STATE DEPARTMENT —
President Donald Trump's administration is ramping up pressure against North Korea's nuclear ambition, while building ties with regional allies and partners to counter the rising danger of a nuclear-armed North Korea.
In a statement Monday, the State Department said North Korea's nuclear and ballistic missile programs directly threaten the security of the South Korea, Japan and the United States.
The statement came after talks in which officials from Washington, Tokyo and Seoul examined ways to restrict Pyongyang's weapons funding and "explored a joint way forward toward the complete, verifiable and irreversible denuclearization of North Korea."
FILE - Delegation of South Korea, center, the United States and Japan, right, attend their trilateral meeting to coordinate strategies on North Korea, in Seoul, South Korea, Dec. 13, 2016.
State Department Special Representative for North Korea Policy Joseph Yun hosted the trilateral meeting with his Japanese and South Korean counterparts to address Pyongyang's nuclear threat, following a trilateral foreign ministerial meeting on the sidelines of the G-20 meeting in Bonn, Germany.
"The officials considered other possible measures under national authorities, including means to restrict further the revenue sources for North Korea's weapons programs, particularly illicit activities," according to the statement.
Foundation for Defense of Democracies senior fellow Anthony Ruggiero told VOA that such "strong words need to be followed by robust actions."
Ruggiero added that the three countries should implement increased sanctions aimed at North Korea's provocative activities.
"China was not mentioned, but Beijing should at least be part of the focus of renewed North Korea sanctions," he added.
FILE - A man watches a TV news program reporting about North Korea's missile launch in Seoul, South Korea, Feb. 12, 2017. The letters read "The ruling and the opposition parties denounce North Korea's missile launch."
At the White House, Chinese State Councilor Yang Jiechi on Monday talked to Trump briefly after Yang's meeting with Trump's national security adviser H.R. McMaster, as well as Trump's son-in-law and adviser, Jared Kushner.
White House Press Secretary Sean Spicer said the conversation was an opportunity to speak on "shared interests and national security."
Yang is to meet Tuesday with U.S. Secretary of the State Rex Tillerson.
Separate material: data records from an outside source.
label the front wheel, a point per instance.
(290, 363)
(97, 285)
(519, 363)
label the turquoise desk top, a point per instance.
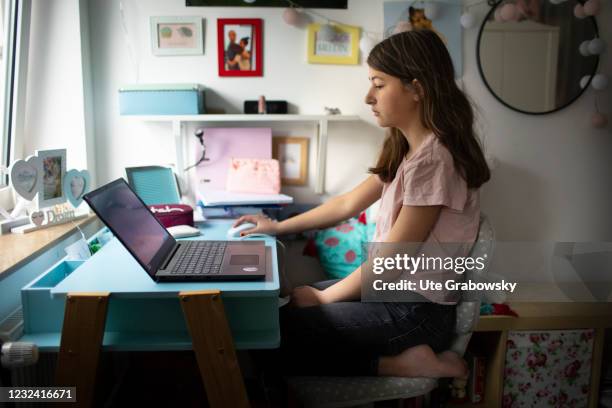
(114, 270)
(145, 315)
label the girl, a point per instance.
(427, 178)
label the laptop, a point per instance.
(164, 258)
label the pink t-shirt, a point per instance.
(430, 178)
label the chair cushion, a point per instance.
(348, 391)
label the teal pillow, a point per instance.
(340, 248)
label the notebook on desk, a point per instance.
(214, 198)
(160, 254)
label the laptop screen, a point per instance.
(132, 223)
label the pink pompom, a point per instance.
(579, 11)
(497, 15)
(591, 7)
(599, 120)
(509, 12)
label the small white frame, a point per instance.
(45, 198)
(194, 21)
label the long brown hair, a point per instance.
(446, 110)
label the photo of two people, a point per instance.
(238, 48)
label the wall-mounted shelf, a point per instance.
(178, 122)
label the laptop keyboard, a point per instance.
(200, 258)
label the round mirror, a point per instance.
(534, 55)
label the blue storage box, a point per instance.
(162, 99)
(41, 312)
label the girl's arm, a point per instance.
(330, 213)
(413, 224)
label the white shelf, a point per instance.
(179, 135)
(244, 118)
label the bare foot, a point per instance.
(421, 361)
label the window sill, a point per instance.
(18, 249)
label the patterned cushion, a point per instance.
(340, 248)
(348, 391)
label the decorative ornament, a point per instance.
(579, 11)
(509, 12)
(599, 82)
(584, 81)
(597, 46)
(76, 184)
(599, 120)
(37, 218)
(584, 48)
(468, 20)
(497, 15)
(402, 26)
(592, 7)
(26, 177)
(291, 16)
(432, 11)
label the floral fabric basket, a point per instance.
(548, 368)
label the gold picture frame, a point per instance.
(342, 49)
(292, 155)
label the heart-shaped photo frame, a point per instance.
(25, 177)
(37, 218)
(76, 184)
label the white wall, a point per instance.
(54, 106)
(308, 88)
(554, 180)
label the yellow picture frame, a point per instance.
(323, 52)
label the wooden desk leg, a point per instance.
(81, 343)
(214, 348)
(598, 346)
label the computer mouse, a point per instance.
(235, 232)
(183, 231)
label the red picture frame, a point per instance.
(240, 47)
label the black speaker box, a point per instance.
(273, 107)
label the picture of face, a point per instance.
(52, 177)
(240, 47)
(239, 52)
(176, 35)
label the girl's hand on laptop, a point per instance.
(263, 225)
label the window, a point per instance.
(8, 35)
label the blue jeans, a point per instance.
(347, 338)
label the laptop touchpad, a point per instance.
(244, 260)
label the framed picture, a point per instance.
(240, 46)
(292, 155)
(53, 169)
(177, 35)
(342, 48)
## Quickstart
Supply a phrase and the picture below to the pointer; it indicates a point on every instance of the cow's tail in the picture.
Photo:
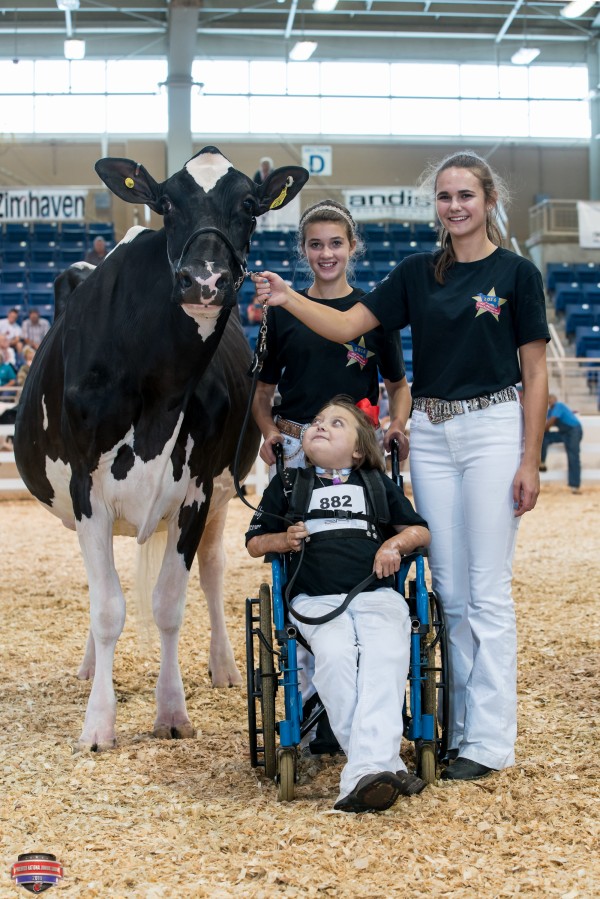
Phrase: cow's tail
(149, 558)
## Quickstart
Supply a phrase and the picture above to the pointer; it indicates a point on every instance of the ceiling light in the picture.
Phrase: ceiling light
(302, 51)
(74, 49)
(524, 56)
(576, 8)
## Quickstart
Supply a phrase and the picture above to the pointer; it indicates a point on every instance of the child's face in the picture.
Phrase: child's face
(331, 438)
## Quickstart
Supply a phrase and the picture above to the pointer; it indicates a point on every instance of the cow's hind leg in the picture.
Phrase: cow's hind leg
(107, 617)
(211, 562)
(168, 604)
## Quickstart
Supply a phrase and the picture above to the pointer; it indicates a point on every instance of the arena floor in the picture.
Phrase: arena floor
(162, 819)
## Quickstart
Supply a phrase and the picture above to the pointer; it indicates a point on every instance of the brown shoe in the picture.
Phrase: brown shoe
(378, 792)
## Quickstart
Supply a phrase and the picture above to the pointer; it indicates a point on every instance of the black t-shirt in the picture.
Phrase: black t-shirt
(338, 563)
(465, 332)
(310, 370)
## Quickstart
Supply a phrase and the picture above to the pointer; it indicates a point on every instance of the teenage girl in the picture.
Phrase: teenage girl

The two spoke over the phone on February 21 during which U.S. officials said both "agreed on the need to address the threat that North Korea poses to regional stability."
Japanese Prime Minister Shinzo Abe's national security adviser, Shotaro Yachi, is also visiting Washington and is scheduled to meet with McMaster.
The meetings come after North Korea's February 12 ballistic missile test.
The United States, China, Japan and South Korea are members of the so-called "six-party" talks, a series of multilateral negotiations held intermittently since 2003 for the purpose of dismantling North Korea's nuclear program.
FILE - Chinese Foreign Minister Wang Yi delivers a speech during the international seminar commemorating the 10th anniversary of the September 19 joint statement of six-party talks at the Diaoyutai State Guesthouse in Beijing, China, Sept. 19, 2015.
Under a 2005 six-party joint agreement with South Korea, the United States, China, Russia and Japan, North Korea agreed to abandon all nuclear weapons and existing programs in exchange for economic aid, security guarantees and improved diplomatic ties.
But Pyongyang failed to live up to its commitment and has since conducted several nuclear and missile tests.
Plans to bridge talks between North Korean officials and former American officials were reportedly dropped after the State Department withdrew visa approvals for Pyongyang's top envoy on U.S. relations, according to The Wall Street Journal.
A State Department spokesperson declined to confirm the report of visa withdrawals and told VOA "we do not discuss the details of individual visa cases."
Some former U.S. officials say it is time for Washington to take a different approach in its dealings with Pyongyang, such as directly engaging with the reclusive and unpredictable regime. They argue such engagement could help to determine ways to avoid a possible confrontation that is in no one's interest.
Others, including Brookings Institution's senior fellow Richard Bush, say they do not see the need for such a dialogue.
He notes North Korea "knows how it needs to change its goals to satisfy the other parties and how to contact the U.S. government to talk about such changes," but does not want to change policy.
"The problem is not the difficulties in communication," Bush added. "It's a conflict of goals between North Korea and the United States."